Nous avons eu un comportement fanatique ! Je ne saurais dire à quel moment nous avons franchi la barrière. Il n'y a pas eu d'arrêt dans l'escalade. Pas de réflexion sur ce que nous faisions. Sur nos actes réels. Il y avait un raisonnement abstrait sur le monde et celui-ci impliquait des actions. On agissait, c'est tout ! Aujourd'hui, j'ai envie de dire que nous étions paumés, mais à l'époque nous étions les sauveurs du monde.
Après mon arrestation, la prison est arrivée comme une libération. C'était un lieu où je pouvais à nouveau exprimer ma liberté. C'est fou, mais c'est ainsi. Au moment où j'ai été arrêtée, je n'étais plus liée à aucune organisation. Je pouvais enfin redevenir moi-même, sans plus aucune responsabilité collective.
Je venais d'un milieu petit-bourgeois, je découvrais les ouvriers en leur portant la bonne nouvelle, je me rappelle qu'ils ne nous accueillaient pas à bras ouverts mais, dans notre orgueil, on se disait qu'ils ne pouvaient pas comprendre les défis qu'on relevait.
Et qu'ils nous remercieraient plus tard !

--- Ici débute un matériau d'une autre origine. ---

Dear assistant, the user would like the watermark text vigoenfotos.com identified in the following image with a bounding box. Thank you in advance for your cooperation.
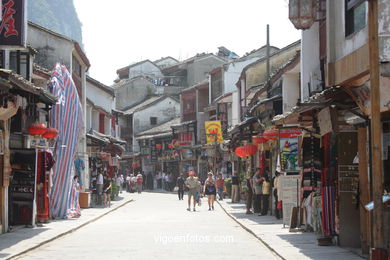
[154,233,234,245]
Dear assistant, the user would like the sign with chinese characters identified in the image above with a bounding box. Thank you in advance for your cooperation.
[217,103,229,137]
[0,0,27,46]
[204,121,223,144]
[279,128,302,172]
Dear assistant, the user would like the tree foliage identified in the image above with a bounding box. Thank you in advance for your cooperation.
[28,0,83,45]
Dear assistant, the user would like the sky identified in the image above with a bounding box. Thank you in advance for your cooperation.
[74,0,301,86]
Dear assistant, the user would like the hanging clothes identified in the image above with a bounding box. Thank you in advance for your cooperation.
[48,63,84,218]
[36,151,54,222]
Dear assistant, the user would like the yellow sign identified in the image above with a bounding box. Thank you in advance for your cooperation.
[204,121,223,144]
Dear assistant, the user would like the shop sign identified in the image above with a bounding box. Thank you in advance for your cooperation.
[157,150,180,162]
[0,0,27,46]
[204,121,223,144]
[150,140,158,162]
[181,149,195,160]
[279,128,302,172]
[217,103,229,137]
[178,132,194,146]
[141,147,150,155]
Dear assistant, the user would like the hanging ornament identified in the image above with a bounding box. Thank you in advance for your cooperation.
[42,127,58,139]
[27,122,46,135]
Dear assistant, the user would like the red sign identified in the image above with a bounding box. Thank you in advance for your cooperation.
[279,128,302,138]
[0,0,27,46]
[179,132,193,146]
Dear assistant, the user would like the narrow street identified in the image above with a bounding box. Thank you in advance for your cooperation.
[17,193,278,260]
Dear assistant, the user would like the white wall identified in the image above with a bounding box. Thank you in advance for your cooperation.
[129,61,163,79]
[326,1,368,62]
[301,22,320,102]
[87,81,115,113]
[232,90,240,126]
[223,57,260,94]
[133,98,180,152]
[282,72,299,113]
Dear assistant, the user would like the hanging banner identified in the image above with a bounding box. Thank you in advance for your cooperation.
[204,121,223,144]
[217,103,229,137]
[0,0,27,46]
[280,128,302,172]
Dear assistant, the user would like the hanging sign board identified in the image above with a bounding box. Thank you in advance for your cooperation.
[0,0,27,47]
[204,121,223,144]
[279,175,300,226]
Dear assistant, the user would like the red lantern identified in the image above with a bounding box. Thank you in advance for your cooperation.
[235,146,247,157]
[252,135,267,144]
[42,127,58,139]
[263,129,279,140]
[288,0,317,30]
[27,122,46,135]
[244,144,257,156]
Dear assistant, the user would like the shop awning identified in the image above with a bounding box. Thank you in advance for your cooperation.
[0,69,57,105]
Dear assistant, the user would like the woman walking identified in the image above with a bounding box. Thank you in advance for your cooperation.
[204,172,217,210]
[103,175,111,207]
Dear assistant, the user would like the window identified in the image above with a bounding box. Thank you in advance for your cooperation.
[0,50,5,69]
[9,51,30,80]
[150,116,157,125]
[345,0,367,36]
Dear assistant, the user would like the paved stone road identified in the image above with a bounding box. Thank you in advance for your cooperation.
[14,193,278,260]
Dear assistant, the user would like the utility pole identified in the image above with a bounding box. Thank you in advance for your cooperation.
[368,0,385,259]
[266,24,271,98]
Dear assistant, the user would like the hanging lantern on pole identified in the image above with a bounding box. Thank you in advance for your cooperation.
[263,129,279,140]
[244,144,257,156]
[252,135,268,144]
[42,127,58,139]
[288,0,317,30]
[27,122,46,135]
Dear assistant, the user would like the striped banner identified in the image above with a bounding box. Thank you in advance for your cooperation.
[49,63,83,218]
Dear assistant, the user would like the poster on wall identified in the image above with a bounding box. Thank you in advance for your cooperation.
[0,0,27,46]
[279,175,300,226]
[204,121,223,144]
[279,128,302,172]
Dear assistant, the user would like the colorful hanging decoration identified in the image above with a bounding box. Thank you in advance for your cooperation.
[48,63,84,218]
[263,129,279,140]
[244,144,257,156]
[42,127,58,139]
[252,135,268,144]
[27,122,46,135]
[234,146,247,158]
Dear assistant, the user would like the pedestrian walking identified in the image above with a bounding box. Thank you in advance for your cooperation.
[273,171,282,219]
[184,171,199,211]
[246,174,254,214]
[176,173,185,200]
[217,174,225,200]
[261,173,271,216]
[203,172,217,210]
[232,173,240,203]
[116,174,123,195]
[136,173,144,194]
[252,168,263,213]
[96,169,104,205]
[103,174,111,207]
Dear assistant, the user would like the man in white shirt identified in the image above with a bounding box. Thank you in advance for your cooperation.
[96,172,103,205]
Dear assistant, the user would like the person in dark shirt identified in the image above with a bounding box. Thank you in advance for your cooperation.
[232,173,240,203]
[176,173,185,200]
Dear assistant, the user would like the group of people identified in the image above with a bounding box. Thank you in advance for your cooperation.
[176,171,224,211]
[125,173,144,193]
[246,168,281,219]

Nous sommes des clandestins dans ce monde, nous oeuvrons pour une autre étape. Nous n'avons pas choisi la lutte armée pour le plaisir. Nos cibles sont clairement définies et identifiables, c'est l'état qui doit être attaqué et, pour que celui-ci comprenne, il faut l'ébranler. Pour le choquer, nous devons organiser des actions de choc.
Ils m'ont enlevée en tant que journaliste car ça a un retentissement. Je leur ai expliqué qu'en faisant cela, en empêchant les journalistes de travailler, ils allaient contre leur propre camp. Mais ils n'étaient pas dans cette logique-là.

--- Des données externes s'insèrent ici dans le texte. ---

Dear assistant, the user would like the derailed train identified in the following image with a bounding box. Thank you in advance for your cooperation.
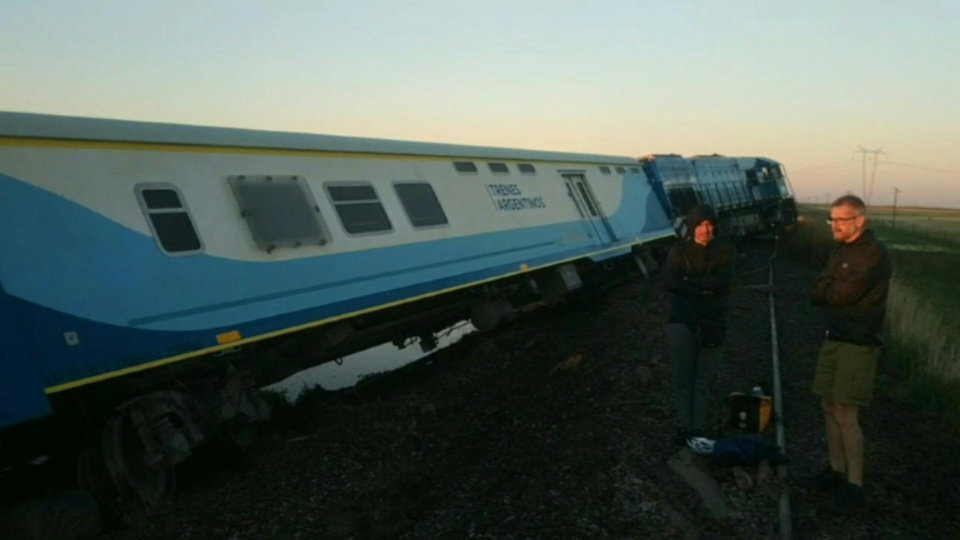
[0,113,796,507]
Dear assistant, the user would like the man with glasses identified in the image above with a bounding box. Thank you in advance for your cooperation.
[810,195,891,514]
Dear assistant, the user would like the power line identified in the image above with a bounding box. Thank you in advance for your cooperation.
[882,160,960,174]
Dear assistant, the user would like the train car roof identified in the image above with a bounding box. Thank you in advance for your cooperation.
[0,111,638,165]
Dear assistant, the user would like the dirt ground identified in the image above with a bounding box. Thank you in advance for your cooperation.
[102,238,960,540]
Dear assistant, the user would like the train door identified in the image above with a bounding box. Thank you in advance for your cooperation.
[563,174,617,243]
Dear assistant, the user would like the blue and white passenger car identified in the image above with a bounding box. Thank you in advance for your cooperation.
[0,113,674,510]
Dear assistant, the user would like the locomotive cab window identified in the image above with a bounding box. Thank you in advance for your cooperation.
[326,182,393,234]
[393,182,447,229]
[134,184,203,255]
[227,175,330,253]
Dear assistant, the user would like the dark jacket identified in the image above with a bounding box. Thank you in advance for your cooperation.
[810,230,892,345]
[663,207,736,344]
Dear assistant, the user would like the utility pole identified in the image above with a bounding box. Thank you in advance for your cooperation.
[891,188,903,230]
[857,145,886,206]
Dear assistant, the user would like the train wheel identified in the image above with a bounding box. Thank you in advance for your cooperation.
[102,414,176,523]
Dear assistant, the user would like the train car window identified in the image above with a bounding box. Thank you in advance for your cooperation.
[227,175,330,253]
[134,184,203,256]
[453,161,477,172]
[393,182,447,228]
[326,182,393,234]
[577,182,598,216]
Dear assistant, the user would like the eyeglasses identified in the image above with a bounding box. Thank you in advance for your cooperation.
[827,214,863,225]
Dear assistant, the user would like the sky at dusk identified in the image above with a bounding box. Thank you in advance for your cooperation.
[0,0,960,207]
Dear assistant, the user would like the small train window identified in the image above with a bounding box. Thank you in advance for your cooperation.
[517,163,537,174]
[227,175,330,253]
[326,182,393,234]
[453,161,477,172]
[134,184,203,256]
[393,182,447,228]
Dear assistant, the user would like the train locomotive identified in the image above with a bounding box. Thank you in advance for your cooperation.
[0,112,796,508]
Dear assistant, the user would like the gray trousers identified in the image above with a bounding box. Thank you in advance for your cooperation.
[666,323,722,434]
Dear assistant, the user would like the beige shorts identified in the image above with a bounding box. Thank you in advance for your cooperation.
[813,340,880,407]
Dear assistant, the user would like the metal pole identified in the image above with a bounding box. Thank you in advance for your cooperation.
[891,188,900,230]
[767,236,793,540]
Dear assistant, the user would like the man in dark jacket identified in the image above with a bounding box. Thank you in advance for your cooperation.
[810,195,891,513]
[664,205,736,444]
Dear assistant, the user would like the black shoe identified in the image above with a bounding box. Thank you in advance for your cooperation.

Le regard de ceux qui connaissent mon passé est toujours très difficile à supporter.
Les politiciens modérés demandent des droits pacifiquement et ils n'obtiennent rien. Le statu quo n'est plus tolérable. Il faut se battre. Il faut réclamer ses droits, il faut les obtenir surtout.
Echanger son point de vue jusqu'au bout de la nuit en même temps que sa bière, sa cigarette et sa petite culotte... une expérience magnifique !
Si tu entres parmi nous, il n'y a pas de chemin de retour. Tu ne pourras pas dire "je me suis trompée". Ta vie appartiendra à la Cause.